Muslims are often accused of being hostile to mainstream Judeo-Christian Australian values. Yet Muslim rates of marriage are far higher than the national average. 51% of Aussie Muslim males are married by the age of 34. Some 41% of Muslim females are married by the age of 24. De facto relationships are uncommon.
The historical presence of Muslims in Australia is also not well-known. On page 7 of the Saeed study, mention is made of Saib Sultan, a settler who arrived in Australia in the early 19th century. After arriving at Norfolk Island, he later settled in Van Dieman’s Land (Tasmania) in 1809 where he worked on 30 acres of land with his wife and family.
Muslims arrived in Australia as both convicts and settlers. Later, during the 1870’s Malay Muslim divers were recruited to work on Western Australian and Northern Territory pearling grounds. By 1875, some 1,800 Malay divers were working in Western Australia.
Australian troops are part of a Coalition force seeking to restore order in Afghanistan. Yet little of the Afghan contribution to Australia is taught in schools. Those complaining about the over-emphasis on Aboriginal culture and history are themselves almost always guilty of neglecting non-European contributions to Australia.
The Afghan (and in many cases, Baluchi and Pathan from what is now Pakistan) cameleers were recruited to assist in early European exploration of the inland Australia. During the late 19th century, they controlled the camel transport industry and played a vital role in the economic development of early Australia.
Afghans were largely responsible for the transport of goods through inland Australia, for laying telegraph and railway lines and for establishing many outback settlements. Cameleers transported goods and supplies to gold miners and to outback settlements.

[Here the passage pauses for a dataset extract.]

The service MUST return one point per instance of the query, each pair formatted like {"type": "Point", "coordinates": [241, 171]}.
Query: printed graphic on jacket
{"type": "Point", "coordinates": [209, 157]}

The contributions of Muslim Australians to our economy and well-being are also not mentioned enough. Often this is caused by a reluctance of Muslims in senior positions to identify themselves by their faith. There is a perception that being open about one’s Islamic faith can be a career and social liability. Negative remarks made by a tiny minority of political and church leaders don’t help in this regard.